Ironically we now know enough about how people learn that no one need fail, but only if we changed our minds first. The trouble is schools are bound by tradition and a conservative parent body that are apprehensive about any changes. Politicians, being essentially pragmatic and poll driven, are in no position to make real changes and prefer to tinker around the edges leaving basic old fashioned structures in place. All the current reform efforts have ignored the real issues, up until the last year or two, of how students learn and how teachers teach.

As a result the old fashioned schools are increasingly dysfunctional.
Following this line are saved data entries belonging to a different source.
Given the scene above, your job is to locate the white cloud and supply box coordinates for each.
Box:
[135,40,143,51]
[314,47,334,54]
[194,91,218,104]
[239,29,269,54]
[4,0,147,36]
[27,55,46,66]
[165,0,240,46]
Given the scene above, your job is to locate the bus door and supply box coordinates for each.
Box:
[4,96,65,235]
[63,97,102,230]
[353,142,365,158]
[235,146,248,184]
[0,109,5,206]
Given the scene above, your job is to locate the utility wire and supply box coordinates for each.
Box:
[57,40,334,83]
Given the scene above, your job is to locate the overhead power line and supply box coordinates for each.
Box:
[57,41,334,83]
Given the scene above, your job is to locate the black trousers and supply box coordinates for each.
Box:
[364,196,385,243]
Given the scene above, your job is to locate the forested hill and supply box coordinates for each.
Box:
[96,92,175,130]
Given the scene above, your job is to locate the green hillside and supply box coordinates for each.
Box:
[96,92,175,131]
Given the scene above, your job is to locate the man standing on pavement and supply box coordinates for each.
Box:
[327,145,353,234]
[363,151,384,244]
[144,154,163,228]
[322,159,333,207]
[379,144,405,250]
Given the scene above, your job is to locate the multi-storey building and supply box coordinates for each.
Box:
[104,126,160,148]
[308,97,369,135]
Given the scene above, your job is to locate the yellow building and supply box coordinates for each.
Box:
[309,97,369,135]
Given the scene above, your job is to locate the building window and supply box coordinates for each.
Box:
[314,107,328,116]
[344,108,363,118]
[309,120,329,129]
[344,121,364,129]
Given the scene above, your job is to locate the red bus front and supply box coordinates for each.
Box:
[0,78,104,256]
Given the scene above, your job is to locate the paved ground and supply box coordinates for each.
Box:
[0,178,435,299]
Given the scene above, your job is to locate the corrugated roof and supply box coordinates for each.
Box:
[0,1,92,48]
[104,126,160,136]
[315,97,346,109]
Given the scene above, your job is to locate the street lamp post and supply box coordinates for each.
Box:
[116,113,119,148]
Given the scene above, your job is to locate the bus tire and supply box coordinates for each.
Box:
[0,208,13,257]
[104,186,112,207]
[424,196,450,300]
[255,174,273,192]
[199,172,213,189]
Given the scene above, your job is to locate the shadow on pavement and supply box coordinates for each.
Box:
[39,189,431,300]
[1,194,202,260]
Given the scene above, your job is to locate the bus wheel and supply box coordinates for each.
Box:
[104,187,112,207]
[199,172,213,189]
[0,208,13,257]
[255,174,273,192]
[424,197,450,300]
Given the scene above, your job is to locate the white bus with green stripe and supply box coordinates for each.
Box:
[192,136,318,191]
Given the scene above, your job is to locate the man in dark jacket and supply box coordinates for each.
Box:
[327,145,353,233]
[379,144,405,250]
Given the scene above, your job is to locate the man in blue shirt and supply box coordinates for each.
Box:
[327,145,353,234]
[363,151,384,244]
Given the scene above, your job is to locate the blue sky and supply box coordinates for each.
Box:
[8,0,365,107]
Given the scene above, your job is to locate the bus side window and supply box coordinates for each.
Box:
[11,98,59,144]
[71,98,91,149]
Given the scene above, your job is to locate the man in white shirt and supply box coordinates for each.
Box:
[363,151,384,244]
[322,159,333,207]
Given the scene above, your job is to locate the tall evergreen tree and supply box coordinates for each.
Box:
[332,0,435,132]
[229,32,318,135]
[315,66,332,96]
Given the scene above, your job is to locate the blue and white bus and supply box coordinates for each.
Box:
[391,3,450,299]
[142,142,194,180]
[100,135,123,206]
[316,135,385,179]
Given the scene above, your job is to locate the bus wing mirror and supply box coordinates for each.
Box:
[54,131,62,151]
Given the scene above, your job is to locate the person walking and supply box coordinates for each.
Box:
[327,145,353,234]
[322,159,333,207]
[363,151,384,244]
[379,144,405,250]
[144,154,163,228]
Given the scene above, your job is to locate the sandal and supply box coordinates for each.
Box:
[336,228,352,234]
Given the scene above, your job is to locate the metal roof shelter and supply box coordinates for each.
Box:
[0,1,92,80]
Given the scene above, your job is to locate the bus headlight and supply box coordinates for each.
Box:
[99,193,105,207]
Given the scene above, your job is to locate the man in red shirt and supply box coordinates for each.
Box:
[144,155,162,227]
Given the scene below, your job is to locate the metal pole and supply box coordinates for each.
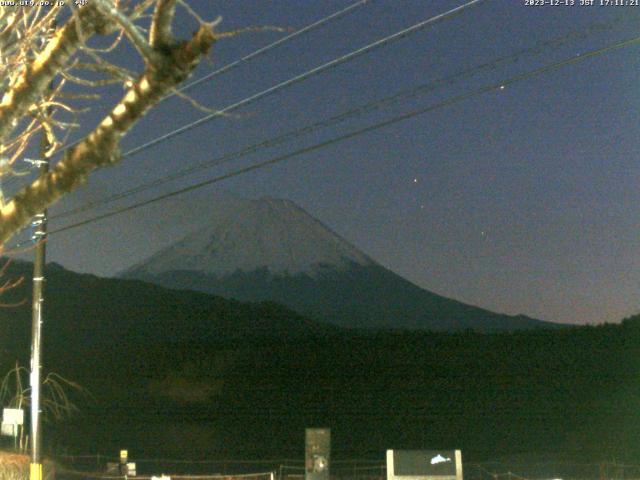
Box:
[30,122,50,480]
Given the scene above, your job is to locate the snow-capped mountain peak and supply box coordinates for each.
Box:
[127,196,374,277]
[122,194,558,332]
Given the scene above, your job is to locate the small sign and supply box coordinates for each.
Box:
[1,423,17,437]
[306,428,331,480]
[126,462,136,476]
[2,408,24,425]
[120,450,128,463]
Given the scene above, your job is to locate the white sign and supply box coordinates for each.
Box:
[386,450,463,480]
[1,423,17,437]
[2,408,24,425]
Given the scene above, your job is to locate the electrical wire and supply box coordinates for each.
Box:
[119,0,485,159]
[4,0,484,225]
[50,12,638,220]
[47,34,640,236]
[5,0,485,231]
[49,0,372,157]
[170,0,372,97]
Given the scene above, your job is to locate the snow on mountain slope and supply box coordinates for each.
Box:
[122,195,560,331]
[127,196,375,277]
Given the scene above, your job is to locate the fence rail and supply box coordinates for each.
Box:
[30,454,640,480]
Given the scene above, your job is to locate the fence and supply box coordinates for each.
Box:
[464,462,640,480]
[47,454,640,480]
What we need is a courageous government to develop a national ‘conversation’ about the shape and form of education for a knowledge era. Courageous because it would mean really questioning current educational provision but little will change until the public appreciate the real urgency of the challenge.

There are no shortage of innovative idea and creative teachers to call upon if politicians took the lead.

It still seems like a hopeless cause to me but, as Fullan said, there is nothing as powerful as a hopeless cause. David Hood’s book was largely ignored but the time will come.

1 comment:

Anonymous said...

It is great that David Hood has the energy and self belief to continue in the quest to develop a better eduction for all students.

I bet few secondary teachers have read his book!